Respiró profundo y empezó a controlar sus impulsos.

—Bueno y, eso que lanzaste hacia mi ¿significa que puedes usar tus poderes de nuevo? — cuestionó ya un poco más tranquilo.

Athena también empezaba a tranquilizarse, volteó su mirada hacia otra parte evitando completamente la del joven Yagami.

—Eso intento...

—Pues, para ser solo un intento fue muy fuerte — declaró el pelirrojo.

—Puede ser, pero una Psycho Ball no va a sacarme de aquí, necesito dominar la teletransportación — finalizó diciendo ella.

Iori sabía que ella lo lograría en cualquier momento, por eso era necesario advertirle del peligro que corría estando incluso fuera de ese lugar.

—Bueno, Athena, sólo venía a informarte que anoche seguí a Katsuo, como te había comentado — dijo el pelirrojo, Athena lo miró como esperando que dijese algo mas, pero Iori estaba pensando la manera de hacerlo.

—Mmm, ¿si?... — murmuró Athena al ver que el no decía nada más.

Iori se acercó a la ventana y se puso a mirar hacia afuera, evitó en todo momento cruzar miradas con la chica.

—Sólo ten cuidado si logras escapar, Katsuo no está trabajando solo y quieren hacerle daño a tu bebé, será más difícil cuidarte de él si no sabes ni siquiera donde podría encontrarse — comunicó el pelirrojo.

Athena estaba inquieta porque sabía que Iori le ocultaba algo más.

—Dímelo todo, Iori, ¿que quieren hacer?

Iori por fin se dignó a mirarla.

—Un sacrificio para despertar a a Orochi , o al menos eso dijeron ellos, hablaron de una clase de profecía sobre el heredero de un tesoro sagrado, yo no...— no terminó de hablar debido a que notó como la chica empezaba a alterarse.

Athena se encontraba dejando caer libremente sus lágrimas mientras sus labios temblaban, Iori ni siquiera había llegado a la mitad de lo que le estaba contando cuando ella sintió cómo su corazón dio un vuelco repentino, esa información fue algo mucho más fuerte de lo que se esperaba.

—Oye ¿te encuentras bien? — Iori chasqueó la lengua —Sabía que no debía decir tanto..

—N-no, gracias por hacerlo..— se limitó a decir ella.

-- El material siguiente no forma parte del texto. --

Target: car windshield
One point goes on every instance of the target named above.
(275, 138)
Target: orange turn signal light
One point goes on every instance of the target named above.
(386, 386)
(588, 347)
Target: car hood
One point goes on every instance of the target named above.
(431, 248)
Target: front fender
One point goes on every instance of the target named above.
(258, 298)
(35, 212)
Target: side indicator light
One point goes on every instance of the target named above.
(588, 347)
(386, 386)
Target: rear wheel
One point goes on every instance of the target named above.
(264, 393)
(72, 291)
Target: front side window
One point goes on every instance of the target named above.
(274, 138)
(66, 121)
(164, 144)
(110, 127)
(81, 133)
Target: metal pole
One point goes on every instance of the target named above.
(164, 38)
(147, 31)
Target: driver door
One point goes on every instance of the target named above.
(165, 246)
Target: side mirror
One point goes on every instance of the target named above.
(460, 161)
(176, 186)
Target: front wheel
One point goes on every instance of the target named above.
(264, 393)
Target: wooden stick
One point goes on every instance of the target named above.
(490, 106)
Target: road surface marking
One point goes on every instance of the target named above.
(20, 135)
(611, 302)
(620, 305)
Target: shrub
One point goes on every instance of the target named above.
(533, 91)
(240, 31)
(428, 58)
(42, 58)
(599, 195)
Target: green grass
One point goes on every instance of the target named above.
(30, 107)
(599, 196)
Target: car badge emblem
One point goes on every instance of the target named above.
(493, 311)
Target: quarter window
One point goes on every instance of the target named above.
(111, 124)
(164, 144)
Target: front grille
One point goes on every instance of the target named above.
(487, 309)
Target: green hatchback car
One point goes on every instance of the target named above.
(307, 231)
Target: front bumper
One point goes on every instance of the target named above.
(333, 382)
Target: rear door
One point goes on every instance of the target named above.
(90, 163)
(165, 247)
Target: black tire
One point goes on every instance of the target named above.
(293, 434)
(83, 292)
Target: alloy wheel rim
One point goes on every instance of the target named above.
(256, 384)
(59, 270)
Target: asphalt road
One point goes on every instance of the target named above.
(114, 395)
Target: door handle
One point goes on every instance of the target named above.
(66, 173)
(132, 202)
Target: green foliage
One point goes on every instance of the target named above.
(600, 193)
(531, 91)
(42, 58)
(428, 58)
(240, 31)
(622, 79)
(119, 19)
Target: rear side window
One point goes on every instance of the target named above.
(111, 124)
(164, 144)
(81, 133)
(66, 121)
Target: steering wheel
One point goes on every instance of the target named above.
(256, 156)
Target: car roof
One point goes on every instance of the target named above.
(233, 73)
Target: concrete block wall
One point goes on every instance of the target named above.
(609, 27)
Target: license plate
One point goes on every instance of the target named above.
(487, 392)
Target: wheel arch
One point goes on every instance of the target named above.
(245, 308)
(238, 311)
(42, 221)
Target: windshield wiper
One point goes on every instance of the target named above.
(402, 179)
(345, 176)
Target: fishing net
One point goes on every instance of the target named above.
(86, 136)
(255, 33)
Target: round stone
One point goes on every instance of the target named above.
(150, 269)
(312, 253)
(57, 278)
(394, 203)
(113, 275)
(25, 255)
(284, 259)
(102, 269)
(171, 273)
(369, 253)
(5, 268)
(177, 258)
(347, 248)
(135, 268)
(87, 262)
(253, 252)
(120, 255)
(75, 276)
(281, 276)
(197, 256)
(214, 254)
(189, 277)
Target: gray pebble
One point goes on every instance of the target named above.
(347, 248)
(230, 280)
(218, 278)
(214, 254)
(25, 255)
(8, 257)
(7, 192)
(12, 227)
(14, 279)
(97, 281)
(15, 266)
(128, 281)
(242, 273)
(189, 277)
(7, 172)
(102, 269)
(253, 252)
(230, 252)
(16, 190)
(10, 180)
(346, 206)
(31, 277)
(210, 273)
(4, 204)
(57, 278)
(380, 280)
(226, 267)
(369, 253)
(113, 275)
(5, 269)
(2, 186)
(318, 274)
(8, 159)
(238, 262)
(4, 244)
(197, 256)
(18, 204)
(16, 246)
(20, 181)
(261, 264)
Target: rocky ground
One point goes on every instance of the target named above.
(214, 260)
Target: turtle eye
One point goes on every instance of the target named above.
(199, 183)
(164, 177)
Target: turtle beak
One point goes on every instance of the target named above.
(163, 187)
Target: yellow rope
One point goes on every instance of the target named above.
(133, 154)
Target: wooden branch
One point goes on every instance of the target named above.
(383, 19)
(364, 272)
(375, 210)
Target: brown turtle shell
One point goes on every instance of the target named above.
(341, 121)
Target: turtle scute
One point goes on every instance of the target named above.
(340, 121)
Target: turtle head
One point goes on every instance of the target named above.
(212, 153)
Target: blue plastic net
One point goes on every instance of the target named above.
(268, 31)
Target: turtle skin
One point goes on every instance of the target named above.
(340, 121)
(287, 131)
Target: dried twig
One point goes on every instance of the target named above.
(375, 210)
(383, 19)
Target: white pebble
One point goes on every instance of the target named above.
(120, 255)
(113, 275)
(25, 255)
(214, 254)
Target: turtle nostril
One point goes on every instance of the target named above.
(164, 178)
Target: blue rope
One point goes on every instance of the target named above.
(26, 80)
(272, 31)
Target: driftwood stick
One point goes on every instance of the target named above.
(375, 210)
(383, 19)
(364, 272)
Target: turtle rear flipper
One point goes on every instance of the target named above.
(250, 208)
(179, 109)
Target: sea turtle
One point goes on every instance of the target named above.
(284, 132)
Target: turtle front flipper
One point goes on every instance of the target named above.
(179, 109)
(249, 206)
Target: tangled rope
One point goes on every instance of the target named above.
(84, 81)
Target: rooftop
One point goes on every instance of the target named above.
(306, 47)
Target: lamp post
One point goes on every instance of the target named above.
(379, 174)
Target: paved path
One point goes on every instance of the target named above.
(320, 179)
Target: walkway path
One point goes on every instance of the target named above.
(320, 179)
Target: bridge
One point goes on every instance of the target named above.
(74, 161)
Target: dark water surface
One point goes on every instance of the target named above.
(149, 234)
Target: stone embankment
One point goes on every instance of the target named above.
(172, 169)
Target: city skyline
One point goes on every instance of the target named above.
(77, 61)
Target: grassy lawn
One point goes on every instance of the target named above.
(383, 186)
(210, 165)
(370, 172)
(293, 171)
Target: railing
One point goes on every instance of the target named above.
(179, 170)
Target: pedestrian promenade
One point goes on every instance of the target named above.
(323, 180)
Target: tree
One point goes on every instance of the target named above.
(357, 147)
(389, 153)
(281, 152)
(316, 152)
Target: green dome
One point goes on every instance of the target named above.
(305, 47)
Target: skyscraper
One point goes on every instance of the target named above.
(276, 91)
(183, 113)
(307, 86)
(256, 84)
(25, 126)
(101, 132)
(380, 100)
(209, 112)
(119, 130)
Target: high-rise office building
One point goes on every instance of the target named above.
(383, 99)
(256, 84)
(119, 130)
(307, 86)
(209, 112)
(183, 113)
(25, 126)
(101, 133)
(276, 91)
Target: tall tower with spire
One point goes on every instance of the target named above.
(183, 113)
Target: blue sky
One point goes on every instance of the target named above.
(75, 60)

El pelirrojo estaba esperando que ella se tranquilizara para poder dejarla sola, estaba inseguro con el plan de la chica de escapar, pues pensaba que ella estaría más segura ahí donde tuvieran a Katsuo a la vista, así podrían percatarse de cualquier movimiento que él hiciera. Pero ella quería irse y era entendible, tenía que estar al lado de su esposo y al lado las personas que quería.

Después de unos minutos, Athena se veía un poco mejor, así que Iori decidió que era el momento de irse.

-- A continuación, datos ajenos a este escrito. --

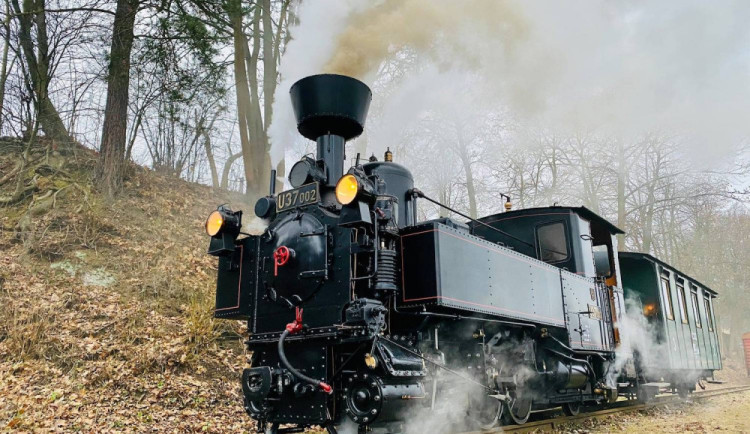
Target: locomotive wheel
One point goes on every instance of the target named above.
(572, 408)
(517, 410)
(485, 411)
(270, 428)
(683, 391)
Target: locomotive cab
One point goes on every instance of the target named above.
(572, 238)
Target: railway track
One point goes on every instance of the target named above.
(619, 407)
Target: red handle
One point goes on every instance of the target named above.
(280, 257)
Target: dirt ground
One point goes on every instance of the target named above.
(726, 413)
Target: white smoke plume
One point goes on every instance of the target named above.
(636, 335)
(625, 67)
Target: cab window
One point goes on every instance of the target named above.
(681, 301)
(553, 245)
(709, 316)
(696, 309)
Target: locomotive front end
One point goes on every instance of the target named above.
(314, 286)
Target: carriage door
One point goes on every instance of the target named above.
(596, 264)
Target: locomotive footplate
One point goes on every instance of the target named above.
(273, 394)
(340, 333)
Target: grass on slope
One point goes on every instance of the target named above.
(106, 320)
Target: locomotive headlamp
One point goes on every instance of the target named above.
(223, 225)
(347, 189)
(223, 219)
(214, 223)
(649, 309)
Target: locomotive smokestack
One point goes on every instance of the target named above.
(330, 109)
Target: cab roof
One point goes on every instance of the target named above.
(582, 211)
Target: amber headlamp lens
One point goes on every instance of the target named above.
(346, 189)
(214, 222)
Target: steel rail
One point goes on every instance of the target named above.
(618, 407)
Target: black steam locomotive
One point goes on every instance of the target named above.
(359, 313)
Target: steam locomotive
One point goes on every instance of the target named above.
(360, 313)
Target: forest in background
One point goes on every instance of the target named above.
(185, 88)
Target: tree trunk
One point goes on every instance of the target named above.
(242, 91)
(4, 69)
(620, 194)
(112, 151)
(38, 66)
(227, 169)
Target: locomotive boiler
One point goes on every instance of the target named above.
(359, 313)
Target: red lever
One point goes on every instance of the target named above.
(296, 325)
(280, 257)
(325, 388)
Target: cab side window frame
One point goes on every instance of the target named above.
(541, 238)
(696, 306)
(666, 294)
(682, 300)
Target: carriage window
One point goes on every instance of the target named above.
(667, 296)
(696, 310)
(553, 246)
(709, 316)
(681, 301)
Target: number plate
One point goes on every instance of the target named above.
(305, 195)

—Bueno, me voy, Katsuo no ha salido de su cuarto en toda la mañana así que, si planeas escapar hazlo ahora, será peor si te lo encuentras en la calle — aconsejó.

Athena estaba extrañada de que Iori le dijera todo eso, además, ¿no le perjudicaba a él que ella escapara?.

—¿Te meterás en problemas? — cuestionó ella con cierto aire de preocupación.

Iori sonrió de lado, pero Athena no se dió cuenta de esto debido a que él le estaba dando la espalda.

—No te estoy ayudando, si tu te vas yo no sé nada — finalizó diciendo para después salir de la habitación.